The Arts vs. The Affluent
The recent Tate Modern nuisance case applies to an extension of the museum, the Blavatnik Building, which offers a 360-degree viewing platform over London that allows visitors a clear view into the adjacent flats of the Neo Bankside complex. The Blavatnik Building opened its doors to the public in 2016 and acts as an important cultural space, for displaying installations as well as video works. The Neo Bankside construction is located directly opposite the Blavatnik extension and comprises a number of luxury flats. The residents of Neo Bankside filed an injunction in 2017 demanding that the museum prevent its visitors from looking into their flats from the platform, or alternatively, an award of damages. In particular, the flat-owners appealed to the law of nuisance and its purpose to protect homeowners from disruptive and interfering activities of neighbours. Following the twofold rejections of the case in lower courts, the UK supreme court has now ruled in favour of the appellants’ appeal in February 2023.
The residents’ involved concerns regarding their privacy rights. They stated that they feel exposed and under constant surveillance in their kitchen and dining areas, which are made up of floor to ceiling glass panels. Their evidence included published photographs and videos, taken by visitors of the Blavatnik Building.
According to the court case, members of the Tate Trustee Board refuted the residents’ claims. The Tate have argued that the platform is a valuable artistic and cultural asset to the public, and that it is an important hosting place for external events that subsidise the museum financially. In an earlier attempt to find a compromise for both parties, the Tate has decreased the opening hours of the platform in 2018 and posted notices, reminding visitors to respect the privacy of the gallery’s neighbours. Those measures were understood to be judged as insufficient by the residents of Neo Bankside.
Contradicting to previous decisions of lower courts, Justice Lord Leggatt described the matter as a “straightforward case of nuisance” in his judgement summary. The 3-2 majority verdict ruled for the liability of the museum with resulting consequences to be decided by the high court.
By arguing that the installation of a viewing platform constitutes neither a common nor an ordinary use of neighbouring land, Leggatt disowns the considerations of earlier hearings, where the justice concluded that the complaint would not have existed if the building was “designed with more wall and less window”. Simultaneously, while stating that there would have been no case of nuisance if a complaint was filed against another complex of flats, rather than a viewing platform, Leggatt diminishes the role of the arts in an urban environment:
“I suspect that what lies behind the rejection of the claim by the courts below is a reluctance to decide that the private rights of a few wealthy property owners should prevent the general public from enjoying an unrestricted view of London and a major national museum from providing public access to such a view.”

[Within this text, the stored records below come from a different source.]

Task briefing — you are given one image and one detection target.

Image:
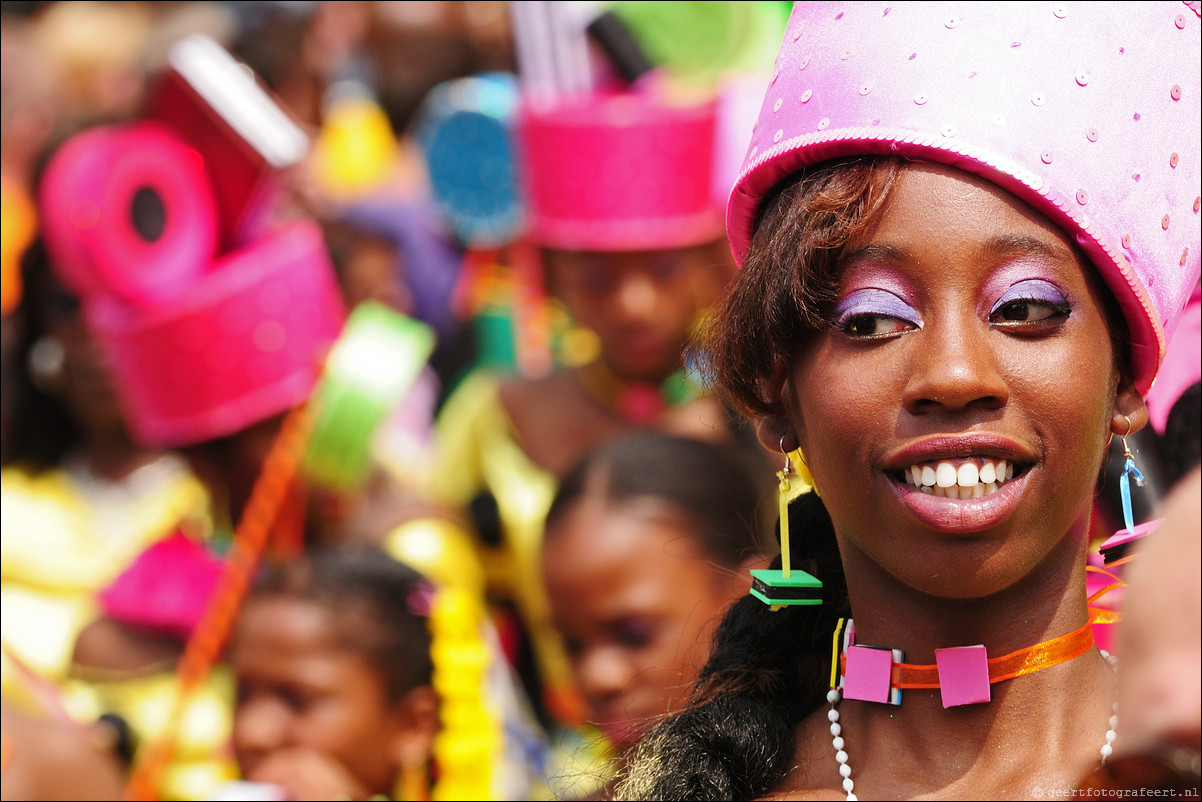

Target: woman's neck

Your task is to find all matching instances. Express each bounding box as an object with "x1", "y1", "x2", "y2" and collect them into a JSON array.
[{"x1": 799, "y1": 521, "x2": 1114, "y2": 798}]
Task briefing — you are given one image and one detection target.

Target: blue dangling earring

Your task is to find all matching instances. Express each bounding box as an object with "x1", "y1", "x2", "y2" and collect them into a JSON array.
[
  {"x1": 751, "y1": 435, "x2": 822, "y2": 611},
  {"x1": 1119, "y1": 415, "x2": 1143, "y2": 534}
]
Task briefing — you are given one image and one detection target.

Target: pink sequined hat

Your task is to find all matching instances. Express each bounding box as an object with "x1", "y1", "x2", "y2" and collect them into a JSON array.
[
  {"x1": 727, "y1": 0, "x2": 1202, "y2": 392},
  {"x1": 517, "y1": 90, "x2": 722, "y2": 251}
]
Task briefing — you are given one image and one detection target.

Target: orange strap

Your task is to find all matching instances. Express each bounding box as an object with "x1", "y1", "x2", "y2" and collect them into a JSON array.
[
  {"x1": 892, "y1": 623, "x2": 1094, "y2": 688},
  {"x1": 125, "y1": 406, "x2": 314, "y2": 800},
  {"x1": 839, "y1": 607, "x2": 1113, "y2": 689}
]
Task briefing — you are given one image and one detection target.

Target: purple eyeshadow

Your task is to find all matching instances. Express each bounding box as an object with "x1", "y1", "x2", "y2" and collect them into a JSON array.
[
  {"x1": 989, "y1": 279, "x2": 1069, "y2": 314},
  {"x1": 834, "y1": 287, "x2": 922, "y2": 327}
]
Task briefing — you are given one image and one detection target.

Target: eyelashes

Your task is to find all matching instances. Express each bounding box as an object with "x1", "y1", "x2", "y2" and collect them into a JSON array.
[
  {"x1": 832, "y1": 287, "x2": 922, "y2": 331},
  {"x1": 989, "y1": 279, "x2": 1071, "y2": 319},
  {"x1": 831, "y1": 279, "x2": 1072, "y2": 339},
  {"x1": 832, "y1": 287, "x2": 922, "y2": 339}
]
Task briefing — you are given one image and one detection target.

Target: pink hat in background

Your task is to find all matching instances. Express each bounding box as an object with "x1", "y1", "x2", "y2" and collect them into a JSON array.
[
  {"x1": 727, "y1": 1, "x2": 1202, "y2": 393},
  {"x1": 38, "y1": 35, "x2": 346, "y2": 446},
  {"x1": 40, "y1": 121, "x2": 345, "y2": 446},
  {"x1": 517, "y1": 90, "x2": 722, "y2": 251}
]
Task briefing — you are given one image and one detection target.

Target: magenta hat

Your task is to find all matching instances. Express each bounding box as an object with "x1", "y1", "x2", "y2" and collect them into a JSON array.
[
  {"x1": 517, "y1": 91, "x2": 722, "y2": 251},
  {"x1": 726, "y1": 0, "x2": 1202, "y2": 392},
  {"x1": 40, "y1": 121, "x2": 345, "y2": 446},
  {"x1": 84, "y1": 220, "x2": 345, "y2": 446}
]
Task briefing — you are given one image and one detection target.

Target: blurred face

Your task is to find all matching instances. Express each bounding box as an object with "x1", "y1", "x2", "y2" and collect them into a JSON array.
[
  {"x1": 543, "y1": 498, "x2": 745, "y2": 750},
  {"x1": 786, "y1": 165, "x2": 1142, "y2": 598},
  {"x1": 230, "y1": 596, "x2": 403, "y2": 794},
  {"x1": 44, "y1": 280, "x2": 125, "y2": 436},
  {"x1": 548, "y1": 242, "x2": 734, "y2": 382}
]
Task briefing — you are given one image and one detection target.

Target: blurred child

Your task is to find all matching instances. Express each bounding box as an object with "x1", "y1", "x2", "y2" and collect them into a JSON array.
[
  {"x1": 434, "y1": 81, "x2": 769, "y2": 745},
  {"x1": 230, "y1": 548, "x2": 495, "y2": 800},
  {"x1": 542, "y1": 433, "x2": 762, "y2": 798}
]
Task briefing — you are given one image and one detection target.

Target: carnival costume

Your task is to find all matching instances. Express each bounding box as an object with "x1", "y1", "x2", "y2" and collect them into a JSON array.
[
  {"x1": 727, "y1": 2, "x2": 1202, "y2": 800},
  {"x1": 15, "y1": 36, "x2": 536, "y2": 798}
]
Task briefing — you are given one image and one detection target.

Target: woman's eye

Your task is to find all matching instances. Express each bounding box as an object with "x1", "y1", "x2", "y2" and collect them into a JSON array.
[
  {"x1": 839, "y1": 314, "x2": 917, "y2": 338},
  {"x1": 989, "y1": 279, "x2": 1072, "y2": 326},
  {"x1": 614, "y1": 619, "x2": 655, "y2": 649},
  {"x1": 990, "y1": 301, "x2": 1069, "y2": 323},
  {"x1": 833, "y1": 287, "x2": 922, "y2": 339}
]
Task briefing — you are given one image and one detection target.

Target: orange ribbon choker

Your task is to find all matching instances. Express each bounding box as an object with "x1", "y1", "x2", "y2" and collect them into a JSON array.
[{"x1": 831, "y1": 618, "x2": 1094, "y2": 707}]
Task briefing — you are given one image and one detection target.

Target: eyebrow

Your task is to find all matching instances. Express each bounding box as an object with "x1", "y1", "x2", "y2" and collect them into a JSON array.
[
  {"x1": 839, "y1": 234, "x2": 1073, "y2": 271},
  {"x1": 984, "y1": 234, "x2": 1073, "y2": 261}
]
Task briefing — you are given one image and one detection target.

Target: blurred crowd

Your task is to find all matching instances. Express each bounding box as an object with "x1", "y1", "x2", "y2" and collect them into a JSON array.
[
  {"x1": 0, "y1": 0, "x2": 1198, "y2": 800},
  {"x1": 0, "y1": 0, "x2": 789, "y2": 800}
]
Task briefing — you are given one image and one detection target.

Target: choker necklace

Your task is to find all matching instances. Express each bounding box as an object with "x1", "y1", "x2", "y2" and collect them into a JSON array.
[
  {"x1": 831, "y1": 618, "x2": 1094, "y2": 707},
  {"x1": 827, "y1": 618, "x2": 1119, "y2": 802},
  {"x1": 577, "y1": 360, "x2": 704, "y2": 426}
]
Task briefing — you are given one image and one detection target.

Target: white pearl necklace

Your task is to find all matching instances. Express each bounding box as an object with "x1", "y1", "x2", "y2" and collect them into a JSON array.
[{"x1": 827, "y1": 649, "x2": 1119, "y2": 802}]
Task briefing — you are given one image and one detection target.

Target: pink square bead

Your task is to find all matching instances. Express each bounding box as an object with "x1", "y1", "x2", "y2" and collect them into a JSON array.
[
  {"x1": 935, "y1": 646, "x2": 990, "y2": 707},
  {"x1": 843, "y1": 646, "x2": 893, "y2": 702}
]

Challenging this argument, the mission of the Tate states its vision as follows: “We believe access to art is a universal human right. We want to encourage people to explore the many ways in which art is created and to develop their own creative potential.” A platform which overlooks the juxtaposition of historical and modern architecture might very well be described as a justified source of artistic inspiration to the collective public.
From a cultural viewpoint, rejecting the justification of an artistic installation as appropriate use of neighbouring land in a densely populated metropole like London equals a devaluation of cultural spaces in an urban setting which might have a grave influence on future city planning.